Andrey Solovey

Personal information
- Date of birth: 13 December 1994 (age 31)
- Place of birth: Bereza, Brest Oblast, Belarus
- Height: 1.76 m (5 ft 9+1⁄2 in)
- Position: Forward

Team information
- Current team: Slavia Mozyr
- Number: 13

Youth career
- 2011–2012: Dinamo Brest

Senior career*
- Years: Team / Apps / (Gls)
- 2012–2015: Dinamo Brest / 39 / (4)
- 2016–2017: Torpedo-BelAZ Zhodino / 7 / (0)
- 2017–2018: Slonim-2017 / 39 / (12)
- 2019–2020: Lokomotiv Gomel / 47 / (34)
- 2021: Gomel / 29 / (18)
- 2022–2023: Shakhtyor Soligorsk / 19 / (1)
- 2023: → Aksu (loan) / 13 / (2)
- 2024–: Slavia Mozyr / 58 / (21)

International career^{‡}
- 2015: Belarus U21 / 1 / (0)
- 2021–2022: Belarus / 8 / (2)

= Andrey Solovey =

Belarusian footballer

Andrey Solovey (Андрэй Салавей; Андрей Соловей; born 13 December 1994) is a Belarusian professional football player who plays for Slavia Mozyr.

==International career==
He made his debut for Belarus national football team on 2 June 2021 in a friendly against Azerbaijan. He scored his first international goal on 26 March against India in their 3–0 win.

===International goals===
Scores and results list Belarus' goal tally first.

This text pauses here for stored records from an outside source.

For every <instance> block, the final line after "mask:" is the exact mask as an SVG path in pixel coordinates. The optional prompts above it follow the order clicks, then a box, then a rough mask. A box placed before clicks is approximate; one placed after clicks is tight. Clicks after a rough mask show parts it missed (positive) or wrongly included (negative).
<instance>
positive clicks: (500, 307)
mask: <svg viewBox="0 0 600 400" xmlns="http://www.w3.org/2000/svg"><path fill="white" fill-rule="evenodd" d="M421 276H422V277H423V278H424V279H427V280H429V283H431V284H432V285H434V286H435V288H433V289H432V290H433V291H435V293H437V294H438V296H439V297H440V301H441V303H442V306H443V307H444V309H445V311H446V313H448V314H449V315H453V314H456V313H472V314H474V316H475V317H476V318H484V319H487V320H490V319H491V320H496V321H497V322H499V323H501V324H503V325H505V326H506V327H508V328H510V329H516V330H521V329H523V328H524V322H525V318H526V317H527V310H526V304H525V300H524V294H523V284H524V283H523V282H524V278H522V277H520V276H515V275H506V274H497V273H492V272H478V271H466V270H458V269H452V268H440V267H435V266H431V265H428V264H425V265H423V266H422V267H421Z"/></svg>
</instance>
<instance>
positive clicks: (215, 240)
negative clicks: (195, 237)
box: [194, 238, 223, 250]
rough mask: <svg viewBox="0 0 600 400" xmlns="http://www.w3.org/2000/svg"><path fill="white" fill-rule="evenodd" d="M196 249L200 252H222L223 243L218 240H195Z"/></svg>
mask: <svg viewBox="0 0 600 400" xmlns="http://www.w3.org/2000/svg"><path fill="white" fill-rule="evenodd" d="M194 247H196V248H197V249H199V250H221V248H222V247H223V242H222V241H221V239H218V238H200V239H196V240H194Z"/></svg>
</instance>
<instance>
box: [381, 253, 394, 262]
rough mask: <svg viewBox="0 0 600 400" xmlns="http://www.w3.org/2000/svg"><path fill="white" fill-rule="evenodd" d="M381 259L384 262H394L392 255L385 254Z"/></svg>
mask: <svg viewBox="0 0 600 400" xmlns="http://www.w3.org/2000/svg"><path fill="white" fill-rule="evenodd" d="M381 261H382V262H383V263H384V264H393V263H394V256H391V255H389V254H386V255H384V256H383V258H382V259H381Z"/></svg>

| No | Date | Venue | Opponent | Score | Result | Competition |
|---|---|---|---|---|---|---|
| 1. | 26 March 2022 | Khalifa Sports City Stadium, Isa Town, Bahrain | India | 2–0 | 3–0 | Friendly |
| 2. | 29 March 2022 | Al Muharraq Stadium, Arad, Bahrain | Bahrain | 1–0 | 1–0 | Friendly |

==Honours==
Torpedo-BelAZ Zhodino
- Belarusian Cup winner: 2015–16

Gomel
- Belarusian Cup winner: 2021–22

Shakhtyor Soligorsk
- Belarusian Super Cup winner: 2023

== Personal life ==
His brother Artsyom Salavey is also a professional footballer.